YOLSUZ, sanığın ve duruşmalı inceleme sırasındaki müdafiinin temyiz itirazları bu itibarla varit olduğundan, tebliğnamedeki onama isteğinin reddi ile hükmün CMUK'nun 307, 308 ve 321 inci maddeleri uyarınca (BOZULMASINA), depo parasının geri verilmesine ve evrakın yerine gönderilmesine 10.9.1969 gününde oyçokluğu ile karar verildi.
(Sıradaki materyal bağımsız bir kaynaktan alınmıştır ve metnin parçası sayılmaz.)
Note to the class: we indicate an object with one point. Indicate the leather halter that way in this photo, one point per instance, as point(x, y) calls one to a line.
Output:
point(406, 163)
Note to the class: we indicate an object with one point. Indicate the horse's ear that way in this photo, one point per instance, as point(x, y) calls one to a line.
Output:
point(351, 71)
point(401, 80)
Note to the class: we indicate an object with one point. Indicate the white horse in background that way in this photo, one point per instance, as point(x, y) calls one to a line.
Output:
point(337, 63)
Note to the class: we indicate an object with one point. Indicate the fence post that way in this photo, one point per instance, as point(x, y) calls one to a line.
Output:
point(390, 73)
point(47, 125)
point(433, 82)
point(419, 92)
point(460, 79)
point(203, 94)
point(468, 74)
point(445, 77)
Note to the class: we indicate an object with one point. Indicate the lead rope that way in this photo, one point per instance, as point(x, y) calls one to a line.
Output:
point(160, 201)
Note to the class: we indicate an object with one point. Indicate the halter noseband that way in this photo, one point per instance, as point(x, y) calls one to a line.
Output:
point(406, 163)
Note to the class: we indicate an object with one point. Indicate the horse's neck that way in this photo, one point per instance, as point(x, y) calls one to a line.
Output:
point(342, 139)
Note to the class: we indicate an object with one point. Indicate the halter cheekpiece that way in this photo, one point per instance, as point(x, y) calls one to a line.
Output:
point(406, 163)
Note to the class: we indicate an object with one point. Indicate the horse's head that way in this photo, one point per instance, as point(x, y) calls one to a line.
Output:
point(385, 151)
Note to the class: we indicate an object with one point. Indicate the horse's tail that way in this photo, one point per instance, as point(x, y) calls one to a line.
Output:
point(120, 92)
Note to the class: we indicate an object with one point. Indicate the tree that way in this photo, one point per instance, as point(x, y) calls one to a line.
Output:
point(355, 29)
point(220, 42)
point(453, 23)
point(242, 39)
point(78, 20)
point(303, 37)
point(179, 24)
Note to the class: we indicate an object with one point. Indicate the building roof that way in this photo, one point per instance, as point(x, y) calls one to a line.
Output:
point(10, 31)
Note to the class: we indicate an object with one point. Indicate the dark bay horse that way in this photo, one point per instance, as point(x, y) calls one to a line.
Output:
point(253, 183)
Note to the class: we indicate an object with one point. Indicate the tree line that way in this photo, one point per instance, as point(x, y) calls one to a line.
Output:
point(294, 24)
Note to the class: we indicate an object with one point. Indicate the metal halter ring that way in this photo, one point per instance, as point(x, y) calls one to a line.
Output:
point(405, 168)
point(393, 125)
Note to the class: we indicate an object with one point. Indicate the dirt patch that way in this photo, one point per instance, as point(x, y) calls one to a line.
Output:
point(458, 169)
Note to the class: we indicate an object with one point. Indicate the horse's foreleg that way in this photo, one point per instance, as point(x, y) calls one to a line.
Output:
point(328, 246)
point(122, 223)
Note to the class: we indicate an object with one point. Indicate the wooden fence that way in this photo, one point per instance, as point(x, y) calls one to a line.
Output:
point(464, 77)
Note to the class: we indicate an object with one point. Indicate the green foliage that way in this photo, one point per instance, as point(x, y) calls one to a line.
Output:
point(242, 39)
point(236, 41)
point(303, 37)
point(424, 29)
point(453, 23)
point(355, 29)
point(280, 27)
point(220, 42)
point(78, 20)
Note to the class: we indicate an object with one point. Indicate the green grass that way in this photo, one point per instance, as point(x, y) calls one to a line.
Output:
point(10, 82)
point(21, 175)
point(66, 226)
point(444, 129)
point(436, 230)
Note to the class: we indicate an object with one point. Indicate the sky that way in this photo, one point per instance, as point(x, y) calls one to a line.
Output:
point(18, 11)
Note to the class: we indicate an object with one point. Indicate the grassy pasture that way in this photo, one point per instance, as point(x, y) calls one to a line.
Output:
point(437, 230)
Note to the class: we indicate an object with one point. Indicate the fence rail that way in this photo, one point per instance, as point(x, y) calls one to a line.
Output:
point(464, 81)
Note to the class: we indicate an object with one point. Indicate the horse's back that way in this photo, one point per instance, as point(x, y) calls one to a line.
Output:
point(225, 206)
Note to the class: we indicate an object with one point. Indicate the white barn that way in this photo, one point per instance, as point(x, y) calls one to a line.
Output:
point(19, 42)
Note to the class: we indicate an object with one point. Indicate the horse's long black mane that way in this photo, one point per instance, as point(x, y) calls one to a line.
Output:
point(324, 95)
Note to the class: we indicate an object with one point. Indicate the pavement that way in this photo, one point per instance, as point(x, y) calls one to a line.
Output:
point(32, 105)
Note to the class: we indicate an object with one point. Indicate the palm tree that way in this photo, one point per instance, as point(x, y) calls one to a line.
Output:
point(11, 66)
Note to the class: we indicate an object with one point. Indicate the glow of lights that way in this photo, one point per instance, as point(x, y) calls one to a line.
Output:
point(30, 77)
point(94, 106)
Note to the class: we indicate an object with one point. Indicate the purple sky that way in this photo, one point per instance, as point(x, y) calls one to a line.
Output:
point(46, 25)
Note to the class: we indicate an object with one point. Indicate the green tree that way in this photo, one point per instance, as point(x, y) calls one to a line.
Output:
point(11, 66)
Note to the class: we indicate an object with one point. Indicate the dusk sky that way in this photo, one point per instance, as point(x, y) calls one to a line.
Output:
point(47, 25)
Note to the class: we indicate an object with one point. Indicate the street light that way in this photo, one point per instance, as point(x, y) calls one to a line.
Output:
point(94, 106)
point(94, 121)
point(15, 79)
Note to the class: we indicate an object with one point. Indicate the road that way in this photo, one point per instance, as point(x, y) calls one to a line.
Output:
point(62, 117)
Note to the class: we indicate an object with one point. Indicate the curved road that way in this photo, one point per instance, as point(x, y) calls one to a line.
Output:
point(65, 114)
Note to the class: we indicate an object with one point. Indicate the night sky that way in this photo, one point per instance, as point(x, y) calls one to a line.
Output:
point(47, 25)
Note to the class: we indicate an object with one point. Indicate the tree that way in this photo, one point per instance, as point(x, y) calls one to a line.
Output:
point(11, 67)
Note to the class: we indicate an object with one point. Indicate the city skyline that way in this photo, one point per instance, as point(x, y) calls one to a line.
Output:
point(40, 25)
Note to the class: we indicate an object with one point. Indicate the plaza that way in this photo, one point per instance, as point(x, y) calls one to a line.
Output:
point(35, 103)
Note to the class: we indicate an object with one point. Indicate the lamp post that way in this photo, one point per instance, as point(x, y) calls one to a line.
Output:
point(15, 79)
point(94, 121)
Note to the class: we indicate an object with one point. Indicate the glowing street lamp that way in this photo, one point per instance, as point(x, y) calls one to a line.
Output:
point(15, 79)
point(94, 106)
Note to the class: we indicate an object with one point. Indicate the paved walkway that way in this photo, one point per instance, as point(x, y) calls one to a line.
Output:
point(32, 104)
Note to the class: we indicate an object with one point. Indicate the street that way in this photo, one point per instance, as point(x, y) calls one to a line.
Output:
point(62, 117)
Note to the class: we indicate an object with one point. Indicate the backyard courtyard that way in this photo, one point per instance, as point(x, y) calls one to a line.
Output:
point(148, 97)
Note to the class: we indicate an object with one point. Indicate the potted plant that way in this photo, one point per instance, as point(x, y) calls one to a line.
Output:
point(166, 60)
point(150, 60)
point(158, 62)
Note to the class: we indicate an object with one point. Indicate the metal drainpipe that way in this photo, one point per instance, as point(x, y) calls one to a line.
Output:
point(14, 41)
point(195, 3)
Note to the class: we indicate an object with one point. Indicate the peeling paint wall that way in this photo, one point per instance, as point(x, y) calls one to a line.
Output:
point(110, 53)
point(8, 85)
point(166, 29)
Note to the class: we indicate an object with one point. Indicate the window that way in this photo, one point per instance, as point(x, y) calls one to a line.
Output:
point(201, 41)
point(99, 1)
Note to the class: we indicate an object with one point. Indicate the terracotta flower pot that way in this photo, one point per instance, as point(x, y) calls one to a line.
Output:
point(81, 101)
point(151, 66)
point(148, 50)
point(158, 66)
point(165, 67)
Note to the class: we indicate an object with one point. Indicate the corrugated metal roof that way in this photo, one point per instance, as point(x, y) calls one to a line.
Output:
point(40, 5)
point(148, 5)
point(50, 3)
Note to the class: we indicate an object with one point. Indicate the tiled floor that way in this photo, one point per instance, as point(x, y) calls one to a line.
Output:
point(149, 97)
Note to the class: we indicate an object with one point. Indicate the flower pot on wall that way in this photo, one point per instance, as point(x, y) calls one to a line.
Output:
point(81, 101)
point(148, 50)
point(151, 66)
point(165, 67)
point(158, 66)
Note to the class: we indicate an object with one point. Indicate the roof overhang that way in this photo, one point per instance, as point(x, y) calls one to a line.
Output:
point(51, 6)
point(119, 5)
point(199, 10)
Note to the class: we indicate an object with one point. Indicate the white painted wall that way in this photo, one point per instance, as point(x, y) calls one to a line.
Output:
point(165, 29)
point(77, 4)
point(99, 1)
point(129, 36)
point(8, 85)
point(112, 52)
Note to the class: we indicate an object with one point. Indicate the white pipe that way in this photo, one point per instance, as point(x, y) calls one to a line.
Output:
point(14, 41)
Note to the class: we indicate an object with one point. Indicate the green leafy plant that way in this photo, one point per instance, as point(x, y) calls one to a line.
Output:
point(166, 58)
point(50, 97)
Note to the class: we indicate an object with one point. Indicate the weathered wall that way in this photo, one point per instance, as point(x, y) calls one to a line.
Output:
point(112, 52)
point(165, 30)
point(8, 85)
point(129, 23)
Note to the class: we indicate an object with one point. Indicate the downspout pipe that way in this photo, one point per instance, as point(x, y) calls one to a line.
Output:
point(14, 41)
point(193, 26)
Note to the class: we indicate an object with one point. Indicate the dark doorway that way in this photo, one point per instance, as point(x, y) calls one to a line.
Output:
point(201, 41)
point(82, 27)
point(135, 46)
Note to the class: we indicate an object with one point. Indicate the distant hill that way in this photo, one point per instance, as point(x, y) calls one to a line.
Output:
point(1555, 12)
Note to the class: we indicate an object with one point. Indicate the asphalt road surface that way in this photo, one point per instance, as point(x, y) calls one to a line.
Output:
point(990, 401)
10.9.1969 gününde verilen işbu karar, Yargıtay Cumhuriyet Savcısı Burhaneddin Damar'ın huzurunda ve duruşmada savunmasını yapmış bulunan sanık Hasan Hüseyin Korkmazgil müdafii Avukat Halit Çelenk'in yokluğunda 6.9.1969 gününde usulen ve açık olarak anlatıldı.


(Mühür)

 

 

16 Aralık 1969. Dosya yine Üçüncü Ağır Ceza Mahkemesinde. Başkan, sanık vekili Avukat Halit Çelenk'e sordu: "Ne diyorsunuz?" Sanığa sordu: "Siz?" Ve Savcı kalktı yerinden, "Mahkûmiyetini istiyorum" dedi. Beş dakika ara. Karar: "Yargıtay'ın kararına uyulmuştur?" Bir üye yine 'muhalif. İşte, Üçüncü Ağır Ceza Mahkemesinin 'uyma' kararı:



3. Ağır Ceza Mahkemesi
Esas No  : 1969/279
Karar No: 1969/332
C.S. NO  : 1967/11 Bs


KARAR


Başkan:    A. Fahri Yücel 8675
Üye     :    Ali Bedirhanoğlu 9366
Üye     :    M. Suphi Balat 11393
Kâtip   :    İsmail Uyanık


C. Savcı Yardımcısı:

SelahattinYertut 11485


Davacı              :   K.H.
Sanık                :   Hasan Hüseyin, Korkmazgil
Suç                   :   Komünizm propagandası yapmak
Suç Tarihi         :   Aralık 1966
Tevkif Tarihi     :   30 Ocak 1967
Tahliyesi           :    9 Mart 1967


Komünizm propagandası yapmaktan sanık yukarıda açık kimliği yazılı Hasan Hüseyin Korkmazgil hakkında Mahkememizden verilen 25.11.1968 tarihli mahkûmiyet hükmü sanığın temyizi üzerine Yargıtay Birinci Ceza Dairesinin 26.9.1969 tarih ve 257/2398 sayılı ilâmı ile bozularak evrak Mahkememize iade edilmekle bozma kararına uyularak yeniden yapılan açık yargılama sonunda;

 

Gereği Görüşülüp Düşünüldü: Tafsilatı zabıtnamelerinde yazılı olduğu üzere sanığın komünizm propagandası yaptığından bahisle hakkında kamu davası açılmışsa da: uyulan 26.9.1969 tarihli Yargıtay Birinci Ceza Dairesinin bozma kararında açıklandığı üzere sanık tarafından yazılan Kızılırmak adlı şiir kitabında açlıktan, sefaletten, geri kalmışlıktan, vurgunculuktan, sömürülmekten ve emperyalizmden şikâyet edilerek bunlar üzerinde kurulmuş olan düzenin değiştirilmesi özleminin ifade edilmek istendiği, kitapta kanunun suç saydığı fiillere rastlanılmamış bulunması, açlıktan, yoksulluktan ve sefaletten bahsedilmesinin suç teşkil etmemiş bulunması sebebiyle sanığın tekevvün etmemiş müsnet suçtan BERAATİNE, üyeden Ali Bedirhanoğlu'nun muhalefet oyuna karşı talebe aykırı olarak oyçokluğu ile ve temyizi kaabil olmak üzere verilen karar sanık ve vekilinin yüzlerine karşı ve C. Savcı Yardımcısı Selahattin Yertut huzuru ile açıktan okunup anlatıldı.


16.12.1969


Başkan       Üye             Üye           

 

'Kızılırmak', işte böyle 'beraat' etti; ve üç yıl yayımlanamayan yapıtın ikinci basımı ancak, Ocak 1970'de yapılabildi.